Der deutsche Zeitungsmarkt könnte schon einen frischen Schub brauchen. Deshalb war ich neugierig als mich vor kurzem ein Freund auf den Freitag aufmerksam gemacht hat. Das mit der Neugier hat sich schnell erledigt. Da sind wirklich merkwürdig einfache Beiträge drin.Obwohl sich die Zeitung intellektuell gibt. Hab wegen des Beitrags von Regina Hoffmann wieder reingeschaut. Da ist auch zu Wikileaks ein Beitrag vom Ressortleiter Politik drin der so anfängt: >Was ist an der amerikanischen Diplomatie noch integer, zuverlässig, berechenbar, wenn sie gewaltige Datenlecks nicht ausschließen kann?<
Bei so einem Anfang vergeht einem doch gleich die Lust am weiter lesen.
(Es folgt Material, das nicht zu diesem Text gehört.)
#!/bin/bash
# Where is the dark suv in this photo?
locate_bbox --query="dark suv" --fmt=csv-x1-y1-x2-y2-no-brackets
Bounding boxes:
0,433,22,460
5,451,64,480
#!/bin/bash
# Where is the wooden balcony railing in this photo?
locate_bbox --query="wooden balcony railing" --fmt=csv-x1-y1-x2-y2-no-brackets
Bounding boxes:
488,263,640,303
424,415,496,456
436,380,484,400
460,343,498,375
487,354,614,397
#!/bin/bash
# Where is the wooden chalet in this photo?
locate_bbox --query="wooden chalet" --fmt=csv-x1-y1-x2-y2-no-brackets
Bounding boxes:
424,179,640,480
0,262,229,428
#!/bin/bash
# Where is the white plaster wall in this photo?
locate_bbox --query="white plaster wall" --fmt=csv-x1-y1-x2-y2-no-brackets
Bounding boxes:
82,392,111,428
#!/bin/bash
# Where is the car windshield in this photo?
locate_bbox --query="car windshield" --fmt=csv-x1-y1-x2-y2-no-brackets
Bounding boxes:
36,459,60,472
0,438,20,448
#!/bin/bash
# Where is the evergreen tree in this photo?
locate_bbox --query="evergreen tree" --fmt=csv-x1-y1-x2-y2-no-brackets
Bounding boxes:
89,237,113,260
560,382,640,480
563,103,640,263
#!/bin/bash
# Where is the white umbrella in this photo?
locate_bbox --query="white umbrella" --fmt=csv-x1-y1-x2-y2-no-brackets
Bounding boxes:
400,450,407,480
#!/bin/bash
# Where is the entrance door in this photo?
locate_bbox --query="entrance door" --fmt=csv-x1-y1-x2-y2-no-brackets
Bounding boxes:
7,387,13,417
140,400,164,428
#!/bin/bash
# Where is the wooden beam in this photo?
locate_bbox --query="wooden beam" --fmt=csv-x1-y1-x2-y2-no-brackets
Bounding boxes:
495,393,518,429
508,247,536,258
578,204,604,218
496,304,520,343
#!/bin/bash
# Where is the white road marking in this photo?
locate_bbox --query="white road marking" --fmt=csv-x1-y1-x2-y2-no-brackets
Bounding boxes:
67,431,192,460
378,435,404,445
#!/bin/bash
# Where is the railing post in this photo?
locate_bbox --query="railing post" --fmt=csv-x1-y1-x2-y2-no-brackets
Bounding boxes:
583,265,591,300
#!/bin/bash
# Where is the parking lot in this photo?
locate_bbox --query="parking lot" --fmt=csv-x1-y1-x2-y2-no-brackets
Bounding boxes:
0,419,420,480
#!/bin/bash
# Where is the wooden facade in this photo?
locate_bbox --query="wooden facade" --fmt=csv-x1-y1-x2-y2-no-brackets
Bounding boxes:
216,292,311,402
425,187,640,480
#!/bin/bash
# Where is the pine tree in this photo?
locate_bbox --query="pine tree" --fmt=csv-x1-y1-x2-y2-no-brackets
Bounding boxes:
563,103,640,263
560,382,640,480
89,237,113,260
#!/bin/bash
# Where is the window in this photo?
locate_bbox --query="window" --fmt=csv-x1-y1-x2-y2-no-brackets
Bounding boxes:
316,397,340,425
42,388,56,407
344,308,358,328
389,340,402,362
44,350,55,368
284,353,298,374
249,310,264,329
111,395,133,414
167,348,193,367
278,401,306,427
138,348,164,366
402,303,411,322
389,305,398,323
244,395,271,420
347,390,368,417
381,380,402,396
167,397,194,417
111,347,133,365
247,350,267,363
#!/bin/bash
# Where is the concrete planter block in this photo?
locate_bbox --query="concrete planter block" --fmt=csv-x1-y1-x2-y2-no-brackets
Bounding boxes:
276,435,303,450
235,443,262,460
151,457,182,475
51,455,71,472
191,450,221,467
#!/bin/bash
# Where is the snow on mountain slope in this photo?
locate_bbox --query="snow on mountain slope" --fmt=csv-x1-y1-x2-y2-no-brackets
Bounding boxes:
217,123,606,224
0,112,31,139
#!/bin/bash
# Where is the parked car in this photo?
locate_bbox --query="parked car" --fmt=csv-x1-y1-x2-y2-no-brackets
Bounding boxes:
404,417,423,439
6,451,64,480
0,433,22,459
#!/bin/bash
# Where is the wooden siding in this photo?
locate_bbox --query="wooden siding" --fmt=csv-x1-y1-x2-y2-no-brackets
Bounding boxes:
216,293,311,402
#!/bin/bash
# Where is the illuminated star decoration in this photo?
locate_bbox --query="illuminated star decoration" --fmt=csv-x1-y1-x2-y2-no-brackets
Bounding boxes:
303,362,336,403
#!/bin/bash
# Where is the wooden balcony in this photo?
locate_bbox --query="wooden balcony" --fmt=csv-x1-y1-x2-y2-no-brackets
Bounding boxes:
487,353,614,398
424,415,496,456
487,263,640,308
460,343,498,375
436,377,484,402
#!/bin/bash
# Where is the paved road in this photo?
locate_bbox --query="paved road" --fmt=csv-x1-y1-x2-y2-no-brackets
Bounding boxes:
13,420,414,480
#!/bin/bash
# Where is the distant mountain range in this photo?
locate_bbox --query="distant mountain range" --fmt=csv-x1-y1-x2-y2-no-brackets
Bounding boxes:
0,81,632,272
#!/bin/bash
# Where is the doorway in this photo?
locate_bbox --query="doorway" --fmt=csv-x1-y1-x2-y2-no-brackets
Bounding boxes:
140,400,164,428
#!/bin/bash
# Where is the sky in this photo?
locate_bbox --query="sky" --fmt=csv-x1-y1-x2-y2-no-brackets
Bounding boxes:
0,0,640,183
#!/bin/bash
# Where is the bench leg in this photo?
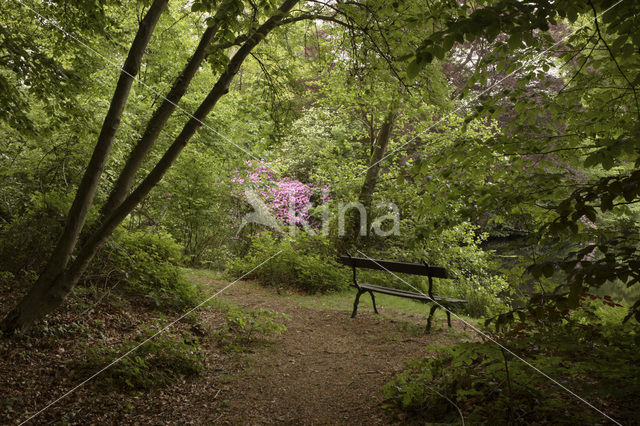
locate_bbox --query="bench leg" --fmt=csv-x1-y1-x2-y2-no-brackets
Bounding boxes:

Was hat die Zuverlässigkeit einer Diplomatie damit zu tun ob irgend jemand den whistleblower gibt? Haarsträubend. Hauptsache es passt in die Ideologie.

68er
68er
13 Jahre zuvor

Wer zum Kuckuck ist denn nun Regina Hoffmann?

Jens
Jens
13 Jahre zuvor

@68er Wer zum Kuckuck ist 68er? soll heißen komische Frage. Willste den Perso oder Anschrift oder Titel? Wen kümmert das? Der Inhalt wird deswegen nicht besser oder schlechter. Wahrscheinlich ist es eine Abonnentin die sich geärgert hat, die ganze Laufzeit bezahlen zu müssen 🙂

68er
68er
13 Jahre zuvor

@ Jens

Ich wusste nicht, dass bei den Ruhrbaronen alle unzufriedenen Abonnenten irgendwelcher Wochenzeitungen als Gastautor schreiben dürfen.

Gibt es hier irgendwo einen von mir übersehenen Zugang, eine Art Kummerkasten, für so etwas?

ration
ration
13 Jahre zuvor

68er: Humor und Ironie und Akzeptanz wird bei Ihnen jedenfalls nicht groß geschrieben. Wenn Sie Freitag- Fan sind ist das doch schön für Sie. Aber hier blamieren Sie Sich gerade.

Hans
13 Jahre zuvor

wer mal nen Blick auf die diskussionskultur beim freitag werfen will guckt sich mal den Text hier an. Da hat ein user eine zusammenfassung gemacht von kommentaren zu einem bestimmten beitrag, in dem es um die sperrung von blogs geht:

lexahexa: „Herr Pölcher von der Redaktion, machen Sie mit diesem Theater Schluß, die Mitglieder hier haben einen Dreck auf Netiquette und ihre Worte gesetzt, von Anstand eh nicht zu reden. Und diese Feiglinge hier am besten merken.Das ist bei denen wohl üblich. (…)

IIIIIIIIh,da wird mir übel.Ganzübel. Alle die mal irgendwie wen anderen nicht gebacken kriegten sind nun herzlichst eingeladen Draufzuschlagen´und nennen das Niveau. Und das alte Mütterchen hats geschafft und war nicht alleine.

Ekelhaft.Magda,Sie sind eine ganz traurige verbiesterte Gesalt. (…)

Pfui,sich in der Kloake zu wühlen und das beim FREITAG. (…)

Nachdem ich diesen Kommentarmüll überflogen habe ist selbst der Text nich unterboten worden. schämen sie sich, sowas Erbärmliches und Hässliches in einem politischen Forum. Solche wie sie müsste man hochkant in die Klappse schmeissen, da gehören sie hin! (…)

Und die ganzen Teilnehmer dieser Scheiße sollte man sich aufschreiben,um bloß nichts mit denen hier zu tun zu haben. Kotz!!! (…)

Das ist ne ordentliche Taufe, Aber zuerst:wo ist denn der Blogbetreiber,fehlts jetzt am Arsch in der Hose, helfen nur noch Sternchen aus?Gut, Magda,Titta,leelah,merdeister,ebertus,goedzak,luggi, muss man sich merken,um mit denen nichts zu tun haben zu wollen. Ehrlich, sind die hier irre? Das ist das freitags-Forum! Vermutlich alle einsam,da setzt der Verstand aus. Wenn Sie alle nur ein bisschen Restanstand in sich haben löscht diese Magda-Frau den Mist oder entschuldigt sich. ???“

Wenn man sich dann die über hundert kommentare dazu wieder anguckt kann man bloss feststellen dass dort so eine art unterschicht-fernsehen nur als print stattfindet. links ist intellektuell? jedenfalls nicht auf dem freitag.